As the Bank of Canada and other market watchers keep a wary eye on Toronto housing, condo buyers are out in force.
Indeed, the market for new condominiums in Canada's biggest city appears headed for one of its best-ever years.
Urbanation, which tracks the city's condo market, said Thursday that both sales and prices for new units climbed in the third quarter of the year.
Sales in the quarter rose to 4,753, a level Urbanation said marked the third-best summer, after 2011 and 2007. It also marked a 53-per-cent gain from the 10-year low in the same period of last year.
On a rolling basis, condo sellers have sold more than 19,000 units in the year ending in September.
"Sales were boosted by a number of highly successful new project launches during the quarter, but more importantly by increased absorptions at pre-existing projects," Urbanation said, which means the number of unsold units, from those in pre-construction to those completed, shrank by 11 per cent.

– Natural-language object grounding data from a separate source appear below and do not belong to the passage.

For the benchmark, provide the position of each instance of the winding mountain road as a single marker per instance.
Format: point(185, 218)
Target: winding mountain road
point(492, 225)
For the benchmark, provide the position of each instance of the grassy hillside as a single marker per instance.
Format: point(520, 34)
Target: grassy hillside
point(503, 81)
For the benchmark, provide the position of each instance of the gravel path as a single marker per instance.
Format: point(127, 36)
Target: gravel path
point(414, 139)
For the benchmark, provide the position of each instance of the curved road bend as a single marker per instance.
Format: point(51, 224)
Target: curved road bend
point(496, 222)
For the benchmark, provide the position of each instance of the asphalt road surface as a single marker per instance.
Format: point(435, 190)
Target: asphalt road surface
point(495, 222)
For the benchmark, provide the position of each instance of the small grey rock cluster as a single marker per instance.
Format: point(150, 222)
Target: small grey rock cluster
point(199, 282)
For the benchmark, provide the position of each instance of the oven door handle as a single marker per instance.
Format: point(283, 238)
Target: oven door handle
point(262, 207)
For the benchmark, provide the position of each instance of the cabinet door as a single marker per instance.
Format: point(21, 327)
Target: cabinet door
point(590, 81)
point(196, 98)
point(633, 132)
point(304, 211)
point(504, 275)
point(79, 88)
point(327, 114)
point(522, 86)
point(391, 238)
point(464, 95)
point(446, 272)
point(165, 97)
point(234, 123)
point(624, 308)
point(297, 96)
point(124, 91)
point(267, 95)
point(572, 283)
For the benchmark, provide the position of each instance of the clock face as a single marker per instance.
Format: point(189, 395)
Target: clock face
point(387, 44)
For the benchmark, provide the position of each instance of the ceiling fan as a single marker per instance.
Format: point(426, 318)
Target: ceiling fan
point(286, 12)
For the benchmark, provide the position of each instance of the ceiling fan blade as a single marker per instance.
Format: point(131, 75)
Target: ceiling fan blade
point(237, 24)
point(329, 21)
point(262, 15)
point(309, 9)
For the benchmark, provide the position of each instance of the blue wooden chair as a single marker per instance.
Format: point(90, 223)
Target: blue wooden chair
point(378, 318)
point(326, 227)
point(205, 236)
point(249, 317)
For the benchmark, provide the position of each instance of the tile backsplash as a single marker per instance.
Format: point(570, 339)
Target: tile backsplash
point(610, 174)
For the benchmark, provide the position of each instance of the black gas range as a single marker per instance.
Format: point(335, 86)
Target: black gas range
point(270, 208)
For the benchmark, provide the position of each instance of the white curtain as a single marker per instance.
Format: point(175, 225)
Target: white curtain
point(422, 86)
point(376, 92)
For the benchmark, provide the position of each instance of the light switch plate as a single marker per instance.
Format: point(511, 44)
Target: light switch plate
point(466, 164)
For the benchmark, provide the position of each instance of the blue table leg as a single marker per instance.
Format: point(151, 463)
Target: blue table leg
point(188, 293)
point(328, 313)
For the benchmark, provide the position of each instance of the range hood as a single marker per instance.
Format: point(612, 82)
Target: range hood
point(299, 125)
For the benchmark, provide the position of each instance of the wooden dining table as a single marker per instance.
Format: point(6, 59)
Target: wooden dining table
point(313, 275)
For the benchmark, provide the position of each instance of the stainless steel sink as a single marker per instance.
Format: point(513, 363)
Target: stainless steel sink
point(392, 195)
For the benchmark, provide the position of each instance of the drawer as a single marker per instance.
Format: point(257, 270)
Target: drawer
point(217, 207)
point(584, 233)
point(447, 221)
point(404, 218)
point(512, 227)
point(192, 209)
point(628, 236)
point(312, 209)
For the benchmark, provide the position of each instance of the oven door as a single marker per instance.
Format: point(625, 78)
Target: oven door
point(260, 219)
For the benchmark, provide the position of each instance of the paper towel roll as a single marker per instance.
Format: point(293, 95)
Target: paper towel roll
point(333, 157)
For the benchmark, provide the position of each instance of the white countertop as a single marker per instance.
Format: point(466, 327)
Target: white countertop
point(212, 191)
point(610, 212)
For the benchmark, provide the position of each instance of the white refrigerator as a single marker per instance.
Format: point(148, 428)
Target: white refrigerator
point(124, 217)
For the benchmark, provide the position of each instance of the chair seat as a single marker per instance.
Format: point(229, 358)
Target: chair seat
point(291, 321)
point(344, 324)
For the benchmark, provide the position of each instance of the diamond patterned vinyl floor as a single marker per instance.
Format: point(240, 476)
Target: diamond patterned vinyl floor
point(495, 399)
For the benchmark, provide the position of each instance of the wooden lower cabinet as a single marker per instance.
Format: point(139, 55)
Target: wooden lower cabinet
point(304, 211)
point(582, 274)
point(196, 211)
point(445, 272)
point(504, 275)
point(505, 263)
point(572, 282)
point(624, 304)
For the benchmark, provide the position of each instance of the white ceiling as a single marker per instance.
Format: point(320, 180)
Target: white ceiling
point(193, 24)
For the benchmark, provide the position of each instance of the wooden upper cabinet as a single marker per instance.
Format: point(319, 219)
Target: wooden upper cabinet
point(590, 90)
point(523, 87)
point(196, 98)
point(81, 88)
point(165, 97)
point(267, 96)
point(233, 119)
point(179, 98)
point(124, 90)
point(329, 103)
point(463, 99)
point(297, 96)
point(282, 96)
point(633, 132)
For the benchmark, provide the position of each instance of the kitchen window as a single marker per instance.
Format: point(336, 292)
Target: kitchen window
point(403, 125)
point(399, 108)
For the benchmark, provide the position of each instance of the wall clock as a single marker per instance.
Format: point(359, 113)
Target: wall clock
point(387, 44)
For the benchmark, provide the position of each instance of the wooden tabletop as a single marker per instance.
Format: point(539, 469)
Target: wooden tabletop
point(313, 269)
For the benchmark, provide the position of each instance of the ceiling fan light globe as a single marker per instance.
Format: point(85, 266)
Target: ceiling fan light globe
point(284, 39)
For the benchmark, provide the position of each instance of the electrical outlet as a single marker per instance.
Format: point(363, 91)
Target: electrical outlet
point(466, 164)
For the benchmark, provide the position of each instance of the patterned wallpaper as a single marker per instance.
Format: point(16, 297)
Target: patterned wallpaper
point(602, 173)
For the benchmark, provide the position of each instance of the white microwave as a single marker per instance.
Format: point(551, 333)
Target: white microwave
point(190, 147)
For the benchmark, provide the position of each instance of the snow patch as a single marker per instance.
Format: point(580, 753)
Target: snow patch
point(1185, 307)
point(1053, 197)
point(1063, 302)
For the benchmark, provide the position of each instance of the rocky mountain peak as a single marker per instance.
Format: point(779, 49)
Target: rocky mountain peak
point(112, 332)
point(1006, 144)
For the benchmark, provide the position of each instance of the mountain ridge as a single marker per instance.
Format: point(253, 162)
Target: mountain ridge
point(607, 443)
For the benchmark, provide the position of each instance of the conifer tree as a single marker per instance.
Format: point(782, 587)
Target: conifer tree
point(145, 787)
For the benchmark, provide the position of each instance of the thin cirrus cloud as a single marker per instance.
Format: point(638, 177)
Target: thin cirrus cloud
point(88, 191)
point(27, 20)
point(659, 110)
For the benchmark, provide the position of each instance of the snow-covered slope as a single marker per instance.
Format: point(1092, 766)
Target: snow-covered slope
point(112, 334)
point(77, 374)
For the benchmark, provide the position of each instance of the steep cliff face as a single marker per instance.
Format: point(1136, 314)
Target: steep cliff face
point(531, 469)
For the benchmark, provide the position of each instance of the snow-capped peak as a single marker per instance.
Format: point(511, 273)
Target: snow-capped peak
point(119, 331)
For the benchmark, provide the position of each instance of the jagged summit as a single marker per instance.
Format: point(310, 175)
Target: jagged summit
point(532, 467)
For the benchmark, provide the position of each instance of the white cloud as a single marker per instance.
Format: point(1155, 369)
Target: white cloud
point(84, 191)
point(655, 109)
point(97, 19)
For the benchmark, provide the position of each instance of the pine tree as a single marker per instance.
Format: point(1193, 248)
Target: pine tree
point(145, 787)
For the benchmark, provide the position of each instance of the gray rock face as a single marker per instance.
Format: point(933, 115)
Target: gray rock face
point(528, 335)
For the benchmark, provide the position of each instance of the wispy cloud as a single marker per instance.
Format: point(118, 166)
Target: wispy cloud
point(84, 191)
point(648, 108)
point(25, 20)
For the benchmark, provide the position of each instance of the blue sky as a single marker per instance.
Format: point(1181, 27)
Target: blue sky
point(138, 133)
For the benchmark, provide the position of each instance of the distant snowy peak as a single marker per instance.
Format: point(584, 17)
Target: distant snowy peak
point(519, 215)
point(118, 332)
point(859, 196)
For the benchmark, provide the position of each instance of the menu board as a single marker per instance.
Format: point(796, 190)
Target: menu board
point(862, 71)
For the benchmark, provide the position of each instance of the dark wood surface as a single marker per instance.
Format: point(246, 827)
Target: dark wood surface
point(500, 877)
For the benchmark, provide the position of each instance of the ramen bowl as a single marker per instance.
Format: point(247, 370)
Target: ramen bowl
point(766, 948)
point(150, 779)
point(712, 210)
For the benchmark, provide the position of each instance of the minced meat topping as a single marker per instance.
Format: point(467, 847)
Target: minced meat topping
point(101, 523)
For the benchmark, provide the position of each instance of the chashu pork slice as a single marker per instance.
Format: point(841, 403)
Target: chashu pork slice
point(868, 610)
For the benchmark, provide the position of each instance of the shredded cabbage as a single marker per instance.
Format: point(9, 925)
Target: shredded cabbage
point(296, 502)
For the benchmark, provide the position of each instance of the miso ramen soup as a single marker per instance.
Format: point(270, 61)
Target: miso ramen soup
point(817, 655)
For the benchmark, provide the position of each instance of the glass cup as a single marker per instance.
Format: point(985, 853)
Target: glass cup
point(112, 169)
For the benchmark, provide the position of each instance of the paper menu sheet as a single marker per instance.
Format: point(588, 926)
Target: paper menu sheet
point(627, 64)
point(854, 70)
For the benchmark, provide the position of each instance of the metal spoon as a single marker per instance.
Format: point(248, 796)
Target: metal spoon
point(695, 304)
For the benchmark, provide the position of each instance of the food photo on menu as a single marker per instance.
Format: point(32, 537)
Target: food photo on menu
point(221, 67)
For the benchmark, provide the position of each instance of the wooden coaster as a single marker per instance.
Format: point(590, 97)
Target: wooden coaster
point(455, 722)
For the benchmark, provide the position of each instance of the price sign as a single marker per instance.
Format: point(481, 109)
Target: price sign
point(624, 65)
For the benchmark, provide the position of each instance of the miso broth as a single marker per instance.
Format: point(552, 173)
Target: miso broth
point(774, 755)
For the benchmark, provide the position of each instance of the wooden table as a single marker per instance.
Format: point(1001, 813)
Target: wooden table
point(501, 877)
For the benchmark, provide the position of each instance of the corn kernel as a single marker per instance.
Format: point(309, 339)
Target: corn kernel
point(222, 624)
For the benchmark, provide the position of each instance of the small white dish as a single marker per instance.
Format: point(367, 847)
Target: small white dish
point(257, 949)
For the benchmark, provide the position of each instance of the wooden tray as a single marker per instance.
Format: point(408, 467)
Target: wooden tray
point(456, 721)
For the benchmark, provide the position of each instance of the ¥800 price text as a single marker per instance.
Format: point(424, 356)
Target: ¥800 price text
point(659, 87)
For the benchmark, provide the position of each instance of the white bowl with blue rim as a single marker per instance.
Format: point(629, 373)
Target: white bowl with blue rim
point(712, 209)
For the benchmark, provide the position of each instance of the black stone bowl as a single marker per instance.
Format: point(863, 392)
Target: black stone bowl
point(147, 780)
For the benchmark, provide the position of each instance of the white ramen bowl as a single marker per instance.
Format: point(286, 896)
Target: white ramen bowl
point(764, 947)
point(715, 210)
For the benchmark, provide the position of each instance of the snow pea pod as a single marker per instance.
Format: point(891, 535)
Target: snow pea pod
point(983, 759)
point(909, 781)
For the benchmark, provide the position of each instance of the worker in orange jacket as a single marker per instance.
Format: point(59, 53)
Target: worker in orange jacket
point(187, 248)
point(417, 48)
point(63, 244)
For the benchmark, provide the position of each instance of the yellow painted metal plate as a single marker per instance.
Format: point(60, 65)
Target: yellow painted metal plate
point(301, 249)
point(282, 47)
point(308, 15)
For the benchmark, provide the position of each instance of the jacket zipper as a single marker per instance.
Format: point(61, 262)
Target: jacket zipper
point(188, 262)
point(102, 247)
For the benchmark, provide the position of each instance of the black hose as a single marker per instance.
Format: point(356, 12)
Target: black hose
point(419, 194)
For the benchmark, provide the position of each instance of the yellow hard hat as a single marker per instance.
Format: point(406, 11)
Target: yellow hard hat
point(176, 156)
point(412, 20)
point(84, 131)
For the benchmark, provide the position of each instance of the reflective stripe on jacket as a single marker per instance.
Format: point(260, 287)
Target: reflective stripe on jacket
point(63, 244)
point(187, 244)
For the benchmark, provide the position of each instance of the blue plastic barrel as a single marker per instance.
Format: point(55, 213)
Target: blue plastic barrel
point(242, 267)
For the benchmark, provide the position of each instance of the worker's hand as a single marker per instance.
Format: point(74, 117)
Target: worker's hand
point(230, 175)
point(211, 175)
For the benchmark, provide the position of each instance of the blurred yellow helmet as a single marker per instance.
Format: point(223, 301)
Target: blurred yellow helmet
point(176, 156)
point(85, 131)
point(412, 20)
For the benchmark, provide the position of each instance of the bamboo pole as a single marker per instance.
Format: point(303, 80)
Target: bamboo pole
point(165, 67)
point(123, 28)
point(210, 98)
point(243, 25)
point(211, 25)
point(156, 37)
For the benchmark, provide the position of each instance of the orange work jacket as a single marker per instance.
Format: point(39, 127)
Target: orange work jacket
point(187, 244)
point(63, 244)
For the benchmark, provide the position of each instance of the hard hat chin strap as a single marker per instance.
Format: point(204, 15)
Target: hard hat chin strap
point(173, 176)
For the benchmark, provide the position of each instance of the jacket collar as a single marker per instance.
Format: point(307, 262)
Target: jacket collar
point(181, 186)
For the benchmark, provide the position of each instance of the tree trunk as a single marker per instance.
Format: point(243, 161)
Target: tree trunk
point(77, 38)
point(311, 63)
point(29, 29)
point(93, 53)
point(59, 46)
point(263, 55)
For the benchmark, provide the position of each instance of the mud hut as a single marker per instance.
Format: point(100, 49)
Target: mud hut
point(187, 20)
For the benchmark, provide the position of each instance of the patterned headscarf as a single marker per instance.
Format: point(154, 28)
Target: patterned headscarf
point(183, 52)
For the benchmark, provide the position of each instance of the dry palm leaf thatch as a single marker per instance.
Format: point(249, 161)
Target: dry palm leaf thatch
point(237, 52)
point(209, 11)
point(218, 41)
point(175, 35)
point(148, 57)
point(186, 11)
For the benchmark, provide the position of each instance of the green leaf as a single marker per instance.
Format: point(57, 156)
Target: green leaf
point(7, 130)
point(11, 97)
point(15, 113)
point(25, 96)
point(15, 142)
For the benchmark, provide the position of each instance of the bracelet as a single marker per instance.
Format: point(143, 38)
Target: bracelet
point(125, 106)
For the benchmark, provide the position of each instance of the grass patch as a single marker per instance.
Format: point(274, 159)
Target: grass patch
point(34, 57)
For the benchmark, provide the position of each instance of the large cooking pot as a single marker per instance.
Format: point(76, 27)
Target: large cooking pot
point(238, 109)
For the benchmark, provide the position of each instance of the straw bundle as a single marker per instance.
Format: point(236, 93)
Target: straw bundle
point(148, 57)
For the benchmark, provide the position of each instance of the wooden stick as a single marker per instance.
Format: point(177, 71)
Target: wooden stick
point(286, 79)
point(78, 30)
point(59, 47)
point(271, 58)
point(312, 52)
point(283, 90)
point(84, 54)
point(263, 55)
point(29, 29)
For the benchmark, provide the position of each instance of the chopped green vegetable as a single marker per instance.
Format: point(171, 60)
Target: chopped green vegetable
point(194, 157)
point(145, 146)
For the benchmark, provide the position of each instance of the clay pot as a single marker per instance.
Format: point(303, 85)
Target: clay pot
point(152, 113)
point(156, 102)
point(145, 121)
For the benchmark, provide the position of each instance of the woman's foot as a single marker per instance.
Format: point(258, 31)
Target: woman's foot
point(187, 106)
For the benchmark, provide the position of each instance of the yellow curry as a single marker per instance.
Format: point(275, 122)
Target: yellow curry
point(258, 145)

Also noteworthy was the fact that the share of condos in development that have already been sold, more than 104,000, rose in the quarter to a record 84 per cent.
Average selling prices rose by 3 per cent from a year earlier, to $555 a square foot, while those for unsold units increased by 2 per cent to an average $571.
"There is still quite a bit of pent-up demand that came out of the slowdown last year," Urbanation senion vice-president Shaun Hildebrand said in a statement.
"Should market confidence continue to hold in spite of the recent turmoil in financial markets, this sales momentum will carry into the final months of 2014 and early 2015."
Well, that's the question, isn't it?
Just last week, the Bank of Canada noted that while eastern Canadian housing markets appear headed for a soft landing, those in Ontario, British Columbia and Alberta are still going great guns.
By that, the central bank means Toronto, Vancouver and Calgary.
The Bank of Canada noted "renewed vigour" in Canadian housing, all of which again raises flags about what the central bank calls household imbalances, or rather swollen debt levels.
In the past, under a different governor, the central bank went so far as to threaten a rate hike to cool things down, though the current chief shows no signs of doing that.